On Mon, Mar 2, 2009 at 11:13 PM, Jeff King <peff@xxxxxxxx> wrote:
> On Mon, Mar 02, 2009 at 12:30:58PM -0800, davetron5000 wrote:
>
>> So, is there a way I can move a file between two git repositories,
>> maintaining the change history?  I guess it would be something like
>> "apply all patches that this file was involved in, but ONLY apply the
>> ones affecting this file, to the new repo, then delete from the old"?
>
> Yes, that's more or less how you would do it. There are actually two
> separate issues, and each has two possible solutions.
>
> Issue 1 is moving the history to the new repo.
>
> One solution is, as you guessed, to export as patches and import into
> the new repo:
>
>  cd /path/to/app
>  git format-patch --stdout --root -- <path> >~/patches
>  cd /path/to/core
>  git am ~/patches
>
> where <path> can be a file, directory, or a list of either or both.
> This should work fine if the history of that path is linear, since a
> list of patches is, by definition, linear. You can see the "shape" of
> the history with:
>
>  cd /path/to/app
>  gitk -- <path>
>
> The other solution is to actually rewrite a version of git history that
> sees only those paths, then merge it in. That will retain the actual
> shape of the history. You can do this using "git filter-branch":
>
>  cd /path/to/app
>  # we do our work on a temporary branch
>  git branch just-path
>  # the actual filter; note you could do more than just grep here
>  # if you wanted to munge the pathnames
>  git filter-branch --index-filter '
>    git ls-files -s | grep path |
>      GIT_INDEX_FILE="$GIT_INDEX_FILE.new" git update-index --index-info &&
>    mv "$GIT_INDEX_FILE.new" "$GIT_INDEX_FILE"
>  ' --prune-empty just-path
>
>  # you can inspect just-path at this point with "gitk just-path"
>  cd /path/to/core
>  # and then pull it into core's history
>  git pull /path/to/app just-path
>
> The second issue is what you want to have happen in the "app"

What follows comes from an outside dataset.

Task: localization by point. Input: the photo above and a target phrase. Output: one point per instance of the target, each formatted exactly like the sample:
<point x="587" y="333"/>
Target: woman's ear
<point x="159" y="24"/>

> repository. Presumably you no longer want the moved files there. You
> _could_ filter-branch to pretend as if they were always in "core" and
> never in "app". But that is probably not a good idea because:
>
>  1. You are rewriting history, which will make merging more complex for
>     your users.
>
>  2. You may be breaking historical builds which expect the files to be
>     there in the past.
>
> So I think you're probably best to just remove them with a new commit
> and have the duplicated history in both.
>
> -Peff
>
> PS I think you might be able to replace the filter-branch invocation
> with a fast-export / fast-import pipeline, but I haven't tried.